The controversial move has been ratified by RBS 6 Nations organisers.
Wales, who won the title and Grand Slam with victory over France four weeks ago, will head to Paris on February 27 for a 9pm kick-off (local time).
But the decision is likely to be criticised by fans, who could face a difficult task slotting a Friday night game into their travel plans.
Six Nations bosses say they have looked at the success of Friday night rugby at last autumn's World Cup, which was also held in France, as a factor behind their decision.
Wales will open their 2009 campaign against Scotland at Murrayfield, then face England in Cardiff just six days later.
England, with their World Cup-winning captain Martin Johnson in charge as team manager, face what should be a routine Twickenham opener against Italy.
Wales will be a far tougher prospect though, before England tackle Ireland at Croke Park - they lost 43-13 on their one previous visit last year - host France and then finish at home to Scotland.
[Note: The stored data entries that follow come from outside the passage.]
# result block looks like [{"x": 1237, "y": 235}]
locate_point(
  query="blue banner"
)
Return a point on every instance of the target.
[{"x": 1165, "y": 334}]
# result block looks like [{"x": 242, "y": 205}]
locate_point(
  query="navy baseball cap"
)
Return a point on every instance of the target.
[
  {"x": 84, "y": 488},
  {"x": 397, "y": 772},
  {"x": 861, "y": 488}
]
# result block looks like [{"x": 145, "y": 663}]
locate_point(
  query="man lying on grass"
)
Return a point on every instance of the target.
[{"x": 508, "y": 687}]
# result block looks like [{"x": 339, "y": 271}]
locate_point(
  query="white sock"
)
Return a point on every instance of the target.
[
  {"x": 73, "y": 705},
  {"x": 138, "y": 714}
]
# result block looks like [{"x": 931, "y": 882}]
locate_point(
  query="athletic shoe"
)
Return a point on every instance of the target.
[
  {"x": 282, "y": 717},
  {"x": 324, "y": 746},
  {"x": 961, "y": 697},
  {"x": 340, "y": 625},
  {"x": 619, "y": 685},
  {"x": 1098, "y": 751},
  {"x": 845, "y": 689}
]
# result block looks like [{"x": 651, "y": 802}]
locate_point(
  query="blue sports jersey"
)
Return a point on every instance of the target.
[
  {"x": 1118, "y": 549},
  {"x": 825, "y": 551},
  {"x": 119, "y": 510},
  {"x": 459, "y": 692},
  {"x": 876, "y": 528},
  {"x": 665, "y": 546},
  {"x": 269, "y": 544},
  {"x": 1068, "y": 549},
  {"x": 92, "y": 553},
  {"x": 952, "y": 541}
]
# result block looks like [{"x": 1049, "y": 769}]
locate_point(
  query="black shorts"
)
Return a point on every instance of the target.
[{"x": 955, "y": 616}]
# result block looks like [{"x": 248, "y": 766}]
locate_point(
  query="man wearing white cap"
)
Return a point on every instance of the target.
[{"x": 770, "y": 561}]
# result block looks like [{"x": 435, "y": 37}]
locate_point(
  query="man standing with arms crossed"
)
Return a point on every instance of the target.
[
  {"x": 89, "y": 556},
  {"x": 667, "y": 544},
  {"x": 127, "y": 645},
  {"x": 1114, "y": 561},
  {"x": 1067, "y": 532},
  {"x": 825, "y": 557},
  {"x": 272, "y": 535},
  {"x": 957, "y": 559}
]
Under a new eight-year agreement between the Rugby Football Union and its Premiership clubs which starts on July 1, elite England players will be available for the entire Six Nations campaign without representing their clubs on free weekends during the tournament.
Ireland, also under new coaching direction following Eddie O'Sullivan's recent departure, start against France, with Scotland visiting Paris a week after hosting Wales.
The so-called 'Super Saturday' theme continues on the tournament's final weekend with three games played in quick succession.
Six Nations Council chairman Jacques Laurans said: "The 2008 RBS 6 Nations Championship concluded recently on yet another high note.
"The atmosphere in Cardiff (for Wales versus France) was electric, and am convinced that next year's championship will be equally as dramatic.
"Once again, the championship brought huge TV audiences in all its countries, and we are looking forward to even more exciting matches and unpredictable results."